Enhanced sensitivity of magnetic field sensing using L-shaped dual Terfenol-D-FBGs based on the Vernier effect and a dual-loop optoelectronic oscillator

Abstract

We proposed and successfully validated improved the sensitivity of magnetic field sensing using the Vernier effect in a dual-loop optoelectronic oscillator (OEO) incorporating cascaded L-shaped Terfenol-D-FBGs. Thanks to the time delay introduced by the dispersion compensating fiber (DCF) in the OEO cavity, precise conversion between the sensing FBG wavelength changes and the OEO oscillation frequency can be achieved. The central wavelengths of the sensing Terfenol-D-FBG change along with the magnetic field. Therefore, the magnetic field can be monitored by measuring the oscillating frequency of the OEO. In the proposed scheme, two reflection signals from the cascaded FBGs pass through two fiber paths with slightly different lengths, inducing the Vernier effect in the OEO, which significantly enhances the sensitivity of the sensor. Additionally, a bias magnetic field is applied to the sensing Terfenol-D alloy to further improve the sensitivity. Experimental results demonstrate that by applying a bias magnetic field on both sides of the sensing Terfenol-D, the sensitivity of the single-loop OEO is increased from 421 Hz/mT to 560 Hz/mT. Utilizing the Vernier effect, the magnetic field sensitivity of the dual-loop OEO reaches up to −16.54 kHz/mT, with a 29-times improvement over the single-loop OEO's 560 Hz/mT. By finely adjusting the path length difference, we further enhance the performance of the sensor, achieving sensitivities of −24.58 kHz/mT, −28.49 kHz/mT and −35.94 kHz/mT, respectively, which are 44 times, 51 times and 64 times higher than the single-loop OEO structure.

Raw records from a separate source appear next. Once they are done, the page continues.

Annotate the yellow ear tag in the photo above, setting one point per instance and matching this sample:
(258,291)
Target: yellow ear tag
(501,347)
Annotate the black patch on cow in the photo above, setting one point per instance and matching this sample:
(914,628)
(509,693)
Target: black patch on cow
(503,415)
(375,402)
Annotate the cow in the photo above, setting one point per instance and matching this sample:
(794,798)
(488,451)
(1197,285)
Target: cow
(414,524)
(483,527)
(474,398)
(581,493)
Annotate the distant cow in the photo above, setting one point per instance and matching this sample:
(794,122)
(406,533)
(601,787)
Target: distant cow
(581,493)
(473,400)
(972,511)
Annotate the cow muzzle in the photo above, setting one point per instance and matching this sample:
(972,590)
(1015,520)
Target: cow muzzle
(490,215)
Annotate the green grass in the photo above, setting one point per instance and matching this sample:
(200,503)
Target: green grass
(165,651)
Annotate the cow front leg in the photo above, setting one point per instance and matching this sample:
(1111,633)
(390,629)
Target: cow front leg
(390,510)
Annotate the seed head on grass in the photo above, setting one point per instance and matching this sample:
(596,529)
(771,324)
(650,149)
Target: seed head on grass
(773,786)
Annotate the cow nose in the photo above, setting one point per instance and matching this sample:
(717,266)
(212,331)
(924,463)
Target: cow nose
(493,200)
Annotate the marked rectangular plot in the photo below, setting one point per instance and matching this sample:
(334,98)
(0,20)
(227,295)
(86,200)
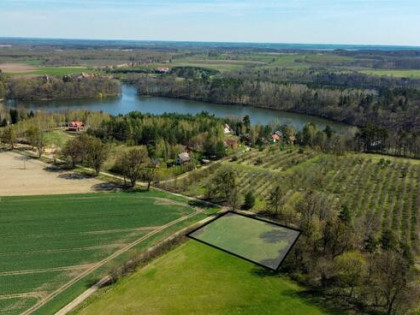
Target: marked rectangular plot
(259,241)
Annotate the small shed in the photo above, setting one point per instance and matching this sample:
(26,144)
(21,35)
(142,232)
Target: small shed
(183,158)
(76,126)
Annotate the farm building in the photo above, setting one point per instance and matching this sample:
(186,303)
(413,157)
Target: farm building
(232,143)
(275,137)
(162,70)
(76,126)
(183,158)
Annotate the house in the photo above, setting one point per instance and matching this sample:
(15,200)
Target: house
(183,158)
(162,70)
(155,163)
(231,143)
(76,126)
(85,76)
(275,137)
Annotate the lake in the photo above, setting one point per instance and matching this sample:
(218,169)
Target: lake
(129,101)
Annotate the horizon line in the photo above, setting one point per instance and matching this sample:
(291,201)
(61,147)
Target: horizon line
(212,42)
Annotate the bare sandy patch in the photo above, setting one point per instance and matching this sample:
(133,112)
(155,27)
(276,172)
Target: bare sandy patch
(20,176)
(16,67)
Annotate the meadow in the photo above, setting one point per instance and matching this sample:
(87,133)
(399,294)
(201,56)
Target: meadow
(258,241)
(197,279)
(51,241)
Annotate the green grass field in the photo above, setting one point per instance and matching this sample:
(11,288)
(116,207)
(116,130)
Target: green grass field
(197,279)
(49,240)
(55,71)
(258,241)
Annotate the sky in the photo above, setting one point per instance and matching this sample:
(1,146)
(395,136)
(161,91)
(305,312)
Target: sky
(371,22)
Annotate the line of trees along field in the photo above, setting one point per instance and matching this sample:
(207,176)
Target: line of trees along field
(55,88)
(389,118)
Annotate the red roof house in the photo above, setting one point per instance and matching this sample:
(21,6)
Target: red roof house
(76,126)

Besides, to overcome the influence of temperature, a temperature compensation sensor is designed using a pair of L-shaped Terfenol-D alloys to host the cascaded sensing FBG and reference FBG. The experimental results show that the proposed L-shaped Terfenol-D with cascaded FBG can reduce the magnetic field error caused by temperature crosstalk to 0.03 mT.